My hairline wasn’t quite as defined and every day when I combed my hair before heading to class, I’d find hair in the sink – lots of it.
I was on my way to being bald.
I hoped for a long time that my hair loss wouldn’t last and that it would slow down after my body hormones reset. But when I got to the point where I was cutting and styling my hair differently to compensate for the recession, there was no denying it.
Finally, in 2014, I came to terms with reality. If baldness was inevitable, it was going to happen on my own terms. So I buzzed it all off. Less than a year later, I started shaving it it with a razor.
And now, I’m taking what I view as the last and final step to owning my baldness: I’m getting laser hair removal.
A lot of men take pride in their hair. Even moreso, many guys who go bald struggle – at least initially – with maintaining confidence as their head becomes progressively shinier.

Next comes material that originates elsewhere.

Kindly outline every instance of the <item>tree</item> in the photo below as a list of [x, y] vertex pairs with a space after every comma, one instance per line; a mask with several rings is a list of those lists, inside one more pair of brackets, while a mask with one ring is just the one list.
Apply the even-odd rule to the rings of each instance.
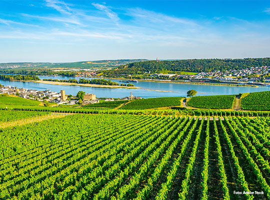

But I’ve learned over the last several years to own my baldness. I don’t want to have the horseshoe look on my head, so I started shaving my head. And also why I’m now getting what hair I have left zapped off with more than 1,500 laser blasts each time I have a treatment … and I have at least five treatments to go.
There are definitely days where I miss my hair. Social media does me no favors with images of dudes with perfect hair. And yes, I’ve read the articles about how bald men are seen as more powerful and whatnot, but damn, I loved having hair.
More than that, though, I am confident in my baldness. I can joke about it. I actually do really like how I look bald.
And I’m definitely excited to never have to take a razor to my scalp again.
If you’re going bald, I’d encourage you to own it, too. Instead of holding on to it, go out on your own terms and get it over with. And be confident in your decision to do so.
As the great comedian Larry David once said, “Anyone can be confident with a full head of hair. But a confident bald man – there’s your diamond in the rough.”